Before forecasting the time series, we need to carry out a series of tests on the data, mainly to test the stability and randomness of the data (white noise test). This paper mainly introduces ADF test and Ljung box test
ADF test
ADF test, i.e. unit root test, refers to whether there is a unit root in the test series, because the existence of a unit root is a non-stationary time series. Unit root refers to the unit root process. It can be proved that if there is a unit root in the sequence, the process is unstable, which will lead to pseudo regression in regression analysis.
The python code of ADF verification is given below
from statsmodels.tsa.stattools import adfuller import pandas as pd import numpy as np data = pd.Series([151.0, 188.46, 199.38, 219.75, 241.55, 262.58, 328.22, 396.26, 442.04, 517.77, 626.52, 717.08, 824.38, 913.38, 1088.39, 1325.83, 1700.92, 2109.38, 2499.77, 2856.47, 3114.02, 3229.29, 3545.39, 3880.53, 4212.82, 4757.45, 5633.24, 6590.19, 7617.47, 9333.4, 11328.92, 12961.1, 15967.61],index=np.arange(1978,2011)) re=adfuller(data) print(re)
(-0.04391111656553118, 0.9547464774274733, 10, 22, {'1%': -3.769732625845229, '5%': -3.005425537190083, '10%': -2.6425009917355373}, 291.54354258641223)
The results are analyzed as follows:
-0.04391111656553118 is the result of adt test, referred to as t value for short, representing T statistics.
0.9547464774274733 is abbreviated as p-value, which represents the probability value corresponding to t-statistic.
10 indicates delay.
22 indicates the number of tests.
T he fifth is the value of critical ADF test under 99%, 95% and 90% confidence intervals.
291.54354258641223 maximum hysteresis threshold
Firstly, - 0.04391111656553118 is greater than the critical value of three confidence intervals, that is, there is a unit root.
Secondly, the p value is required to be less than the given significance level (generally 0.05), and it is best to be equal to 0. In this data, the p value is 0.9547464774274733, which is greater than 0.05, that is, there is a unit root.
So to sum up, this sequence is not a stationary sequence
The results of stationary series are given below
(-4.924087490679005, 3.129856642757301e-05, 19, 636, {'1%': -3.4406737255613256, '5%': -2.866095119842903, '10%': -2.5691958123689727}, 14356.744057311003)

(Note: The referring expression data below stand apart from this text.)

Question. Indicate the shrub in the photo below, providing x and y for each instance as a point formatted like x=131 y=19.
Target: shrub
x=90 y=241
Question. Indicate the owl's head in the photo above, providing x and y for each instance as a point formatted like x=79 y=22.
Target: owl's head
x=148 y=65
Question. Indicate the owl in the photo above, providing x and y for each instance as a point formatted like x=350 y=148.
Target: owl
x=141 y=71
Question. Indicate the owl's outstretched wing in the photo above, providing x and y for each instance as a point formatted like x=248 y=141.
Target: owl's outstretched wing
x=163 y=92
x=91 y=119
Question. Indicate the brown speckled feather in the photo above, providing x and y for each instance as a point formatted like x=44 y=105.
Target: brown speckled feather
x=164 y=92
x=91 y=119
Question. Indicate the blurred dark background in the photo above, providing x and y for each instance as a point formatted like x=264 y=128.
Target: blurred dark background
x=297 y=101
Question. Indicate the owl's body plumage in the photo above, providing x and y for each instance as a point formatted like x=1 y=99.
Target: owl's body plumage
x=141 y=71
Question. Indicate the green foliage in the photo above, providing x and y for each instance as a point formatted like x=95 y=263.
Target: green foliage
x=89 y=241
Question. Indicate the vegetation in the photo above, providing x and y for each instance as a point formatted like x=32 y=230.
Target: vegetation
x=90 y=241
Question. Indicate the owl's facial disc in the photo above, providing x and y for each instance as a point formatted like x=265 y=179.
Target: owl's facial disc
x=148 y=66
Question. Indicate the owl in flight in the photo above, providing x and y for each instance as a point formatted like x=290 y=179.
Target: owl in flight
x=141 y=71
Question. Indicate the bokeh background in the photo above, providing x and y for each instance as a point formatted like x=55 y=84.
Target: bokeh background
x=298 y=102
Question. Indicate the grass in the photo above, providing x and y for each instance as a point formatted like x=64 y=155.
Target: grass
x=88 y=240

T value is less than the critical value of three confidence intervals, and P value is less than 0.05, close to 0, so there is no unit root and it is a stationary sequence.
Ljung box test
Ljung box test, i.e. LB Test and randomness test, is used to test whether the autocorrelation of the sequence within the m-order lag range is significant or whether the sequence is white noise. The Q statistics obey the chi square distribution with degree of freedom M. If it is white noise data, the data has no value to extract, that is, there is no need to continue the analysis
The python code of Ljung box test is given below
from statsmodels.stats.diagnostic import acorr_ljungbox as lb_test re = lb_test(data, lags=20)#Use blogger's own data prinit(re)
lb_stat lb_pvalue 1 471.099659 1.847036e-104 2 899.481638 4.786785e-196 3 1347.384204 7.695651e-292 4 1791.734228 0.000000e+00 5 2207.199800 0.000000e+00 6 2674.155719 0.000000e+00 7 3242.923906 0.000000e+00 8 3686.776794 0.000000e+00 9 4069.902008 0.000000e+00 10 4474.462678 0.000000e+00 11 4865.867510 0.000000e+00 12 5234.470249 0.000000e+00 13 5641.097308 0.000000e+00 14 6133.124076 0.000000e+00 15 6518.637784 0.000000e+00 16 6846.243758 0.000000e+00 17 7193.271970 0.000000e+00 18 7526.968985 0.000000e+00 19 7836.234889 0.000000e+00 20 8179.147428 0.000000e+00
The results are analyzed as follows
We mainly look at the p value of the second column. lags is the delay number of the test. It is generally specified as 20 or the sequence length. Each P value is less than 0.05 or equal to 0, indicating that the data is not white noise data. The data is valuable and can be analyzed further.
On the contrary, if it is greater than 0.05, it indicates that it is a white noise sequence and a pure random sequence.